Der Novartis AG ging es aber eher um ein Konkurrenzverbot. Der eine sollte dafür 72 Millionen Schweizer Franken, also knapp 60 Millionen Euro erhalten; dem anderen hingegen war es diese Summe wert, um für die kommenden Jahre einen Knowhow-Transfer zu unterbinden. Vasealla hatte dieses Ergebnis für sich ausgehandelt und wurde in der schweizerischen Presse sowie auch international dafür kritisiert. Offensichtlich haben die Kritiker dabei übersehen, dass zu einem Vertrag immer zwei Seiten gehören. Ein Vertrag kommt nur durch Angebot und Annahme zustande. Es wird das angenommen, was angeboten wird, oder umgekehrt. In welcher Reihenfolge letztendlich Angebot und Annahme ausgehandelt werden, bleibt bei integren Vertragspartnern eine vertrauliche Angelegenheit.

Der im August 1953 geborene Schweizer Manager Daniel Vasella war von 1996 bis 2010 als Chief Executive Officer (CEO) für die Novartis AG tätig. Die Position als Verwaltungsratspräsident übernahm er im Jahre 1999 und gab sie mit Ablauf der 2013er Generalversammlung auf. Bis zum August übernimmt sein Stellvertreter seine Aufgaben und Verantwortung. Vasella war reichlich ein Jahrzehnt lang sozusagen die Doppelspitze des Unternehmens. Die Novartis AG wurde im Jahre 1996 aus der Fusion der beiden Unternehmen Sandoz und Ciba-Geigy gegründet. Vasella war von der Gründung an dabei und kennt das Unternehmen wie kein Zweiter.
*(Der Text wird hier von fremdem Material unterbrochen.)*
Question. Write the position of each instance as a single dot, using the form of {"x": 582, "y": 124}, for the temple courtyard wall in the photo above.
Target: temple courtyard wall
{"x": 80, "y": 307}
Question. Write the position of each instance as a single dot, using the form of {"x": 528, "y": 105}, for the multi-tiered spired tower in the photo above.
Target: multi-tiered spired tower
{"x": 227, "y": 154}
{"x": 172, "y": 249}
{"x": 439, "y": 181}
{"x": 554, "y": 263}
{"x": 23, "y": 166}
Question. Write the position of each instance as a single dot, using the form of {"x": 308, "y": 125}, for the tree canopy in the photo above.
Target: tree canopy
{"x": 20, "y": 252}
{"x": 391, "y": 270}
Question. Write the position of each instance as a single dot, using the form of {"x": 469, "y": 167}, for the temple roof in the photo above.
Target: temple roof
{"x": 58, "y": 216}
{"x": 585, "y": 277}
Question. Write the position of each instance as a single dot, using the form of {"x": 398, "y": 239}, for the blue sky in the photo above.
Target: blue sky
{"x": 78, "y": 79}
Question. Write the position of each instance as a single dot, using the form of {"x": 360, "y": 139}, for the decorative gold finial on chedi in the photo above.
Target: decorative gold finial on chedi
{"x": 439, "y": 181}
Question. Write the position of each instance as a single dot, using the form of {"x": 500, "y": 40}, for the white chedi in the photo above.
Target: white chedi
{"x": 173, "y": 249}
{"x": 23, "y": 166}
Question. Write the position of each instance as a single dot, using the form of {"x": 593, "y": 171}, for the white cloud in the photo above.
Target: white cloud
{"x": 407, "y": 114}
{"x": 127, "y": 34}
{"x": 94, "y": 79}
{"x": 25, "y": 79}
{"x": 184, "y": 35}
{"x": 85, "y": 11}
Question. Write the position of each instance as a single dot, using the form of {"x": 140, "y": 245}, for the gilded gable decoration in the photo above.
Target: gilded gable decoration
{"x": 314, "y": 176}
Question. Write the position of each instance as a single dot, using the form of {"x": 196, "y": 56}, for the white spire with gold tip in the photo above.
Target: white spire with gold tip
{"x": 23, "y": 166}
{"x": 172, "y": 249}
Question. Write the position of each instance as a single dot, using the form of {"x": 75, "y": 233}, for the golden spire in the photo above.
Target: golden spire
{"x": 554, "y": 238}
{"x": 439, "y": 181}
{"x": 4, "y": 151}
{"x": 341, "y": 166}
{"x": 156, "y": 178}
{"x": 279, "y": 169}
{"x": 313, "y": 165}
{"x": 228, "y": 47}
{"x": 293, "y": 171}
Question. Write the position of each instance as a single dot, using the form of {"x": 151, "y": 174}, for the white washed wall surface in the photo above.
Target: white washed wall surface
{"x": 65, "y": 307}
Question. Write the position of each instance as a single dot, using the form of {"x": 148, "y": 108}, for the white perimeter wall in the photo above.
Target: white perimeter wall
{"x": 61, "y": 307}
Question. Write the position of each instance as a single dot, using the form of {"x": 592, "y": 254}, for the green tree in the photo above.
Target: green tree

Für den 3. März ist eine Volksabstimmung zur Eidgenössischen Volksinitiative gegen die Abzockerei terminiert. Ziel der Kritik sind hohe Bezüge von Vorständen und Führungspersönlichkeiten in großen Unternehmen der freien Wirtschaft. Initiiert wurde sie Mitte der 2000er Jahre von dem Schweizer Unternehmer Thomas Minder. Im Vorfeld dieser landesweit begrüßten Volksabstimmung wurde der schon fest ausgehandelte Vertrag zwischen Novartis und Vasella bekannt. Vasella stand buchstäblich am Pranger. Nur sein Verhalten wurde kritisiert. Die Kritiker ließen dabei außer Acht, dass ohne das OK von Novartis dieser Vertrag nie hätte zustande kommen können. Unter dem Druck der Öffentlichkeit erklärte Vasella im Vorfeld der Generalversammlung den Vertrag für obsolet.

Wie Novartis nun mit den Themen Knowhow-Transfer, Beratervertrag, Konkurrenzverbot    und anderes mehr umgeht, darauf ist nicht nur die Schweizer Öffentlichkeit, sondern sicherlich auch der seit wenigen Tagen arbeitslose, keinesfalls aber vermögenslose Vasella gespannt.